For the general formula and a broader VRAM reference across model families, see GPU memory requirements for LLMs.

VRAM Formula for MoE Models

VRAM = (total_params x bytes_per_param) + KV_cache + activation_overhead

Worked examples for Nemotron 3 Super (120B total parameters):

BF16: 120B x 2 bytes = 240 GB minimum. Requires 8x H100 80GB for comfortable production headroom. 4x H100 (320 GB total) technically holds the weights but leaves only 80 GB across 4 cards for KV cache and activations — treat 4x H100 as an evaluation floor, not a production configuration. A single B200 (192 GB HBM3e) cannot hold the BF16 model (240 GB > 192 GB).
FP8: 120B x 1 byte = 120 GB minimum. Fits on 2x H100 80GB with reasonable headroom for KV cache.
NVFP4: 120B x 0.5 bytes = 60 GB minimum. Fits on a single H100 80GB with ~20 GB remaining for KV cache and activations.
GGUF Q4_K_M: Approximately 65-70 GB, similar to NVFP4 but CPU-loadable via llama.cpp for environments without 80 GB GPU access.

GPU Tier Recommendations

Use Case	Precision	GPUs Needed	Spheron Option
Single dev/evaluation	NVFP4	1x H100 PCIe	$2.01/hr
Staging / small production	FP8	2x H100 PCIe	$4.03/hr
Evaluation only (short context)	BF16	4x H100 PCIe	$8.05/hr
Production (BF16 recommended)	BF16	8x H100 PCIe	$16.11/hr
Best price-perf (spot)	NVFP4	1x B200 SXM6	$1.67/hr spot

The B200 row is worth highlighting: a single B200 (192 GB HBM3e) fits the NVFP4 quantized 120B model (~60 GB) with over 130 GB headroom for KV cache.
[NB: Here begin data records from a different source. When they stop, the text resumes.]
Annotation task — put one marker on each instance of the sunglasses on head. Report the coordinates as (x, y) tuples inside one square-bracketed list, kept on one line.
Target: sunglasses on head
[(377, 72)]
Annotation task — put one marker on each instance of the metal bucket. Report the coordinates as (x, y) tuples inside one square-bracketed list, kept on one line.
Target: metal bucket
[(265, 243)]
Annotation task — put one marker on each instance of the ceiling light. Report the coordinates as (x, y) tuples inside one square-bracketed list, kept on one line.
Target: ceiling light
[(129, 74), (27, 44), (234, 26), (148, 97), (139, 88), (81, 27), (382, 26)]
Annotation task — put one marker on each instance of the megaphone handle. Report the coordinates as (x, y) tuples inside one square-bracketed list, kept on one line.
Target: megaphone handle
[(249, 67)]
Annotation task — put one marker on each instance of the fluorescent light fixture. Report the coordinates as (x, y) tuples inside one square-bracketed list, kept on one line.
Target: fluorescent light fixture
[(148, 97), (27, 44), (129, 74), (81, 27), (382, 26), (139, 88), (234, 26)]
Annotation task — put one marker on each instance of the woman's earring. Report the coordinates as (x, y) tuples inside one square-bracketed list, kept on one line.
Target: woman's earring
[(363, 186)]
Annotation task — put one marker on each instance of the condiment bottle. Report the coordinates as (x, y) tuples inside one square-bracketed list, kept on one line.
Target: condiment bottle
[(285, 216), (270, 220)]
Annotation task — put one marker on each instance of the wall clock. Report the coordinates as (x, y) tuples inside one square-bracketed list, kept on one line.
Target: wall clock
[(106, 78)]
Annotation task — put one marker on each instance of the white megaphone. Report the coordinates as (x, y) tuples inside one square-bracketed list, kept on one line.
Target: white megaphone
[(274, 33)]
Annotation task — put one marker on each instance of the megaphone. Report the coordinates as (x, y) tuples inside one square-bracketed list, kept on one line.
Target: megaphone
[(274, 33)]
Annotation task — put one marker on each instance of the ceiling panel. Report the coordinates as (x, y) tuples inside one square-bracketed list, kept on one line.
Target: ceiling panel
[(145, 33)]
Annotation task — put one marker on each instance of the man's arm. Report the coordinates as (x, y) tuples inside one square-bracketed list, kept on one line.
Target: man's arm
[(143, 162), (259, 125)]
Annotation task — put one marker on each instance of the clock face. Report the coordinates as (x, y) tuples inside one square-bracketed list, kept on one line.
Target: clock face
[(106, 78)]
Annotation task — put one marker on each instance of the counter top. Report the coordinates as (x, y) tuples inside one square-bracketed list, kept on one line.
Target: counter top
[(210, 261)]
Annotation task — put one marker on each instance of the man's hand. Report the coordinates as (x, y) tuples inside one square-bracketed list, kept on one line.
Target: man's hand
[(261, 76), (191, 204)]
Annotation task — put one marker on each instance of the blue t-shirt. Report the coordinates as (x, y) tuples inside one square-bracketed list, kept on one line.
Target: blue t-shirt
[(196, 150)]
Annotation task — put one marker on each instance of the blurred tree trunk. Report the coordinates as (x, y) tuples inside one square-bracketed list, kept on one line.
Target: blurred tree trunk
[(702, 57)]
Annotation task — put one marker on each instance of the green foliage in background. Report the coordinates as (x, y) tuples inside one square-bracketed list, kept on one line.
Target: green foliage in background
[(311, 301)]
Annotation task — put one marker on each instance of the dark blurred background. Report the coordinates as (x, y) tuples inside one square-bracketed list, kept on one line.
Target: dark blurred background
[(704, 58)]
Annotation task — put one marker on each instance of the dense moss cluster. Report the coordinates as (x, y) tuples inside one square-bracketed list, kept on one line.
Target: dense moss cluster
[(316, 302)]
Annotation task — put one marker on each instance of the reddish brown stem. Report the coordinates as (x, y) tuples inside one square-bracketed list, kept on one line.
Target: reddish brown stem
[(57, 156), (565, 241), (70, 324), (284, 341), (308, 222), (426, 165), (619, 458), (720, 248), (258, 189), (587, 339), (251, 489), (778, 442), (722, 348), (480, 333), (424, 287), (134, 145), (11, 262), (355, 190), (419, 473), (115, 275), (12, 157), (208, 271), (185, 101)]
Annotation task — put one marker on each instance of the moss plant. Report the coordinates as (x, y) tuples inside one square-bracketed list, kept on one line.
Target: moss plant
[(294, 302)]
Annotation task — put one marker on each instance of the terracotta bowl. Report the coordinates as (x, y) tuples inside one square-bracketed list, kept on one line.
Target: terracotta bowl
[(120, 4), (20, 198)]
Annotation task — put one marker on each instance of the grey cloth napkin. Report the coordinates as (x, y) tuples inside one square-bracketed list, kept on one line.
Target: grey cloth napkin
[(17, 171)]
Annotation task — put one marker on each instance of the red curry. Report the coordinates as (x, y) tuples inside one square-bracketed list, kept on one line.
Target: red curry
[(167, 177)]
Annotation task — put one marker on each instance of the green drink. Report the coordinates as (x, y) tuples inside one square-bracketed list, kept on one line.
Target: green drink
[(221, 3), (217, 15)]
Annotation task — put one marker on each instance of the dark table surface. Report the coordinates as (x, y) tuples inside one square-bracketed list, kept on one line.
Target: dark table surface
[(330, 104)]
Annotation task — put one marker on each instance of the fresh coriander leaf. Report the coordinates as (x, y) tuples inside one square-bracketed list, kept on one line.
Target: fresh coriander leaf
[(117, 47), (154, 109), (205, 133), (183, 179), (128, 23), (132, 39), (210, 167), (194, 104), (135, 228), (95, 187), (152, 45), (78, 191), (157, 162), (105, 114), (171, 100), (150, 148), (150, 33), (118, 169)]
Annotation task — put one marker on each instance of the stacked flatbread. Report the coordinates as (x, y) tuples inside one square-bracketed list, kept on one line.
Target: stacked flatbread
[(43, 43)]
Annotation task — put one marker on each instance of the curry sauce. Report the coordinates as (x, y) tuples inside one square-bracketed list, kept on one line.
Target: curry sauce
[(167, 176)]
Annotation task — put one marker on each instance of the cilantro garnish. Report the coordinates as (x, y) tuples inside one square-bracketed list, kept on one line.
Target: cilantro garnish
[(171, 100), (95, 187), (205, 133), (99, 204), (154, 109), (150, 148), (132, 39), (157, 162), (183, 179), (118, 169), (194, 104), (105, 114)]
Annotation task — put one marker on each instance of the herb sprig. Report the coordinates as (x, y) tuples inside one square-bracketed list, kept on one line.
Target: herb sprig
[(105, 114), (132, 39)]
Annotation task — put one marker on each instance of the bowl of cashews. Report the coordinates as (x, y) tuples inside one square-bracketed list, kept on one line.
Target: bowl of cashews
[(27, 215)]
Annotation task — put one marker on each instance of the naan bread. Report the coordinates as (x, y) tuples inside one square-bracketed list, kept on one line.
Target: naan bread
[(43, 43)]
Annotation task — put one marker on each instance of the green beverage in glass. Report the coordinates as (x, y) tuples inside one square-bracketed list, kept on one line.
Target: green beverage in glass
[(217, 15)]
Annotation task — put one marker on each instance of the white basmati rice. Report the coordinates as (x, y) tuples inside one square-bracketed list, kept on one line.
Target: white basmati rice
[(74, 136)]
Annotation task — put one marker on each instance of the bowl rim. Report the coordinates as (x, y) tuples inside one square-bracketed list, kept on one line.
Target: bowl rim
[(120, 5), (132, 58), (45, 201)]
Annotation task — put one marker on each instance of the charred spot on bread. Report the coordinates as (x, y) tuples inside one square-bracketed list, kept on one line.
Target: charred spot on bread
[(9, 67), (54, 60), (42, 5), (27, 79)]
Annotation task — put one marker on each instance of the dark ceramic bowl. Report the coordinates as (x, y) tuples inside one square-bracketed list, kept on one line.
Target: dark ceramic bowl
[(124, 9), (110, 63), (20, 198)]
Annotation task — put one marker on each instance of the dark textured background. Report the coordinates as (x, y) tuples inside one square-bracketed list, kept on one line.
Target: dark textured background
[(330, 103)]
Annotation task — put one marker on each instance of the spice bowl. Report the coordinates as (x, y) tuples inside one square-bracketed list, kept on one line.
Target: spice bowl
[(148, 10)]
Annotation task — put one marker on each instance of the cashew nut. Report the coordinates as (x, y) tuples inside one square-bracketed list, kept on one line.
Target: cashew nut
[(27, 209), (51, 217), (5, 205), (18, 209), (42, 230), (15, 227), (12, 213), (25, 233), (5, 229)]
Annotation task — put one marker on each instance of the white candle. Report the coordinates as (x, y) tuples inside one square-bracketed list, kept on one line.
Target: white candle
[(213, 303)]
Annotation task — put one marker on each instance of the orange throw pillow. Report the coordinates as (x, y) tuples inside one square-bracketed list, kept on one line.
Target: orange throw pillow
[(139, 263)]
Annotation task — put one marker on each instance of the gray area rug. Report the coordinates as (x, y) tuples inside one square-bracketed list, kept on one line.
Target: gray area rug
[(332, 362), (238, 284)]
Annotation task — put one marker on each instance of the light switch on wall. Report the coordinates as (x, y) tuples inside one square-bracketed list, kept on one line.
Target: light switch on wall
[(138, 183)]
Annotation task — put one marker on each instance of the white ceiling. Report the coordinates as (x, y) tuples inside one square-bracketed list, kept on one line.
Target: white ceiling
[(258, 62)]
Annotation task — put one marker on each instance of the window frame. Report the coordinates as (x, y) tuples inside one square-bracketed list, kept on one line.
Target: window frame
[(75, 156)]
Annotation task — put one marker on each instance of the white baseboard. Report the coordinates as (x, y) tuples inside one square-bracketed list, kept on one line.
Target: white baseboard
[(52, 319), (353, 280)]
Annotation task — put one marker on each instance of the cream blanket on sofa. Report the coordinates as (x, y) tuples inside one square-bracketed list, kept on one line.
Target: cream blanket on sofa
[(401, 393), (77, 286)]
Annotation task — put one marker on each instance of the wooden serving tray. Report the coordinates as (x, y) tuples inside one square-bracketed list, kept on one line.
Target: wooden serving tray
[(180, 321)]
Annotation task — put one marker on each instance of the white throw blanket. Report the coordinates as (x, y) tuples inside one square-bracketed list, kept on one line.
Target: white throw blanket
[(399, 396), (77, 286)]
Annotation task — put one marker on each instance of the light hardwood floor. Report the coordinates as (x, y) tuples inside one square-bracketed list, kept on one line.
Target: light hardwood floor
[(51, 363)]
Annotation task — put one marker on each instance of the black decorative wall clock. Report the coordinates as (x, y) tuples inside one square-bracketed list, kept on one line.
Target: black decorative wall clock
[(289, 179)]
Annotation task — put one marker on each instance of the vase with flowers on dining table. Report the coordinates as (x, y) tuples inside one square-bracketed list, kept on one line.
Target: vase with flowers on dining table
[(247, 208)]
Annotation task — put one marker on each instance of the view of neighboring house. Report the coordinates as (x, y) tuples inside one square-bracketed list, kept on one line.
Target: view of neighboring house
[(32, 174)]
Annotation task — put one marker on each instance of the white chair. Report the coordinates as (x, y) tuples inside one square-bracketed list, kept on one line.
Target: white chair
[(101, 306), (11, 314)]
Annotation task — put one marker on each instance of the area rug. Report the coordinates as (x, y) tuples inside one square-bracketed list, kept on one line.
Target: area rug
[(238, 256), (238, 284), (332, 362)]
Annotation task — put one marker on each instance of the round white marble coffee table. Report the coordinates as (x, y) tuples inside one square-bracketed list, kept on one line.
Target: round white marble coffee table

At spot pricing of $1.67/hr, it's the most cost-efficient path for quantized serving. Note that the full BF16 model requires 240 GB, which exceeds B200 VRAM — use 8x H100 for BF16 production workloads. See the B200 GPU rental page for availability.

Pricing fluctuates based on GPU availability. The prices above are based on 02 Apr 2026 and may have changed. Check current GPU pricing → for live rates.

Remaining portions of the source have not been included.